Nicky Ramanandi, Unison’s Deputy Regional Convenor and a local government employee said: “The pay offer from the local government employer is derisory in the extreme.

“This year’s pay offer would see 90% of school and local government workers receive a further pay cut. The offer of a 1% pay rise if you earn £7.71 per hour or more, or if you earn below that it is slightly more to take us just above the National Minimum Wage.

“This pay offer does not keep pace with price increases and our pensions will suffer. This pay offer is nowhere near enough.”

Karen Loughlin, the union’s Regional Lead Officer on Local Government, said: “Part-time workers – mainly women and more than half the local government workforce – have been particularly hard hit, with their hourly earnings now worth the same as they were 10 years ago.

“Many low paid part-time Local Government workers need benefits and tax credits to keep their families out of poverty.

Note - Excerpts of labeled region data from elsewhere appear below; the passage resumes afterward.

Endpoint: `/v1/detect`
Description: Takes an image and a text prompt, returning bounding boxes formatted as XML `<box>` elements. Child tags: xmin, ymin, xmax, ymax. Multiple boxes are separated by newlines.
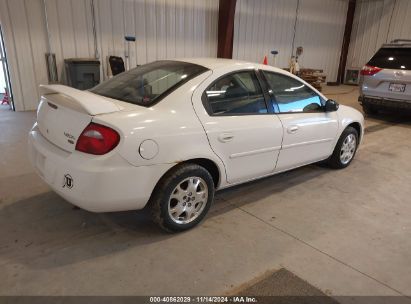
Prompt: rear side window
<box><xmin>205</xmin><ymin>71</ymin><xmax>268</xmax><ymax>115</ymax></box>
<box><xmin>91</xmin><ymin>61</ymin><xmax>208</xmax><ymax>107</ymax></box>
<box><xmin>368</xmin><ymin>48</ymin><xmax>411</xmax><ymax>70</ymax></box>
<box><xmin>264</xmin><ymin>71</ymin><xmax>323</xmax><ymax>113</ymax></box>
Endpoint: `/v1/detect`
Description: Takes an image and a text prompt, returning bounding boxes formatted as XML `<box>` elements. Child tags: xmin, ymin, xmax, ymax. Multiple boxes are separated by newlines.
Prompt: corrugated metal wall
<box><xmin>233</xmin><ymin>0</ymin><xmax>348</xmax><ymax>81</ymax></box>
<box><xmin>347</xmin><ymin>0</ymin><xmax>411</xmax><ymax>69</ymax></box>
<box><xmin>0</xmin><ymin>0</ymin><xmax>218</xmax><ymax>110</ymax></box>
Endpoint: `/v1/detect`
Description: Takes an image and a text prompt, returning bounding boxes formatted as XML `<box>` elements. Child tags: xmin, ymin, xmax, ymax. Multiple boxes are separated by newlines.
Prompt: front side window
<box><xmin>91</xmin><ymin>61</ymin><xmax>207</xmax><ymax>107</ymax></box>
<box><xmin>264</xmin><ymin>71</ymin><xmax>323</xmax><ymax>113</ymax></box>
<box><xmin>205</xmin><ymin>71</ymin><xmax>268</xmax><ymax>115</ymax></box>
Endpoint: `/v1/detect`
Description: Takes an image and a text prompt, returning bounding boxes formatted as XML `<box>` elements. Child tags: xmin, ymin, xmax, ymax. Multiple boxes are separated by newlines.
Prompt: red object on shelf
<box><xmin>1</xmin><ymin>90</ymin><xmax>10</xmax><ymax>105</ymax></box>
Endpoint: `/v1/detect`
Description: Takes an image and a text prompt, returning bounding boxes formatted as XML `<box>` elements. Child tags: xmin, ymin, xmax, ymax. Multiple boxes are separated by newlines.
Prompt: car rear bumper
<box><xmin>28</xmin><ymin>125</ymin><xmax>172</xmax><ymax>212</ymax></box>
<box><xmin>358</xmin><ymin>96</ymin><xmax>411</xmax><ymax>110</ymax></box>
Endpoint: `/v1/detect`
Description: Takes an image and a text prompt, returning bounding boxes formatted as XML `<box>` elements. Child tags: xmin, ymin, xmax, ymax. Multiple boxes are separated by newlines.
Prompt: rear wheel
<box><xmin>328</xmin><ymin>127</ymin><xmax>358</xmax><ymax>169</ymax></box>
<box><xmin>150</xmin><ymin>164</ymin><xmax>215</xmax><ymax>232</ymax></box>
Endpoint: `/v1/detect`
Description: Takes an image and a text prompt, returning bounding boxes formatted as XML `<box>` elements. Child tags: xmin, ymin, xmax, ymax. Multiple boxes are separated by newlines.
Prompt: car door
<box><xmin>263</xmin><ymin>71</ymin><xmax>338</xmax><ymax>172</ymax></box>
<box><xmin>193</xmin><ymin>70</ymin><xmax>283</xmax><ymax>184</ymax></box>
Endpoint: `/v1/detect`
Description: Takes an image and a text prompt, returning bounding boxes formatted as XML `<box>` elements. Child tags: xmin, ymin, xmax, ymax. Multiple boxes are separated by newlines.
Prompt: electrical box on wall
<box><xmin>344</xmin><ymin>69</ymin><xmax>360</xmax><ymax>85</ymax></box>
<box><xmin>64</xmin><ymin>58</ymin><xmax>100</xmax><ymax>90</ymax></box>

“It is deeply disturbing to hear the continuing stories of Local Government workers resorting to food banks.

“UNISON is demanding a decent pay rise in recognition of the valuable role that our members perform in delivering public services to children, young people, the elderly and vulnerable in our communities.”

A Cabinet Office spokesperson said: “The vast majority of dedicated public sector workers have not voted for this week’s strike action, so it is disappointing that the leadership of the unions are pushing for a strike that will achieve nothing and benefit no one. Union leaders are relying on mandates for action that lack authority – the National Union of Teachers is relying on a ballot run nearly two years ago.

“As part of our long-term economic plan, this Government has been taking tough decisions to address the budget deficit we inherited in 2010.

“One was to introduce pay restraint in the public sector, while protecting the lowest paid. Pay restraint protects public sector jobs, supports high-quality public services and helps put the UK’s finances back on track.”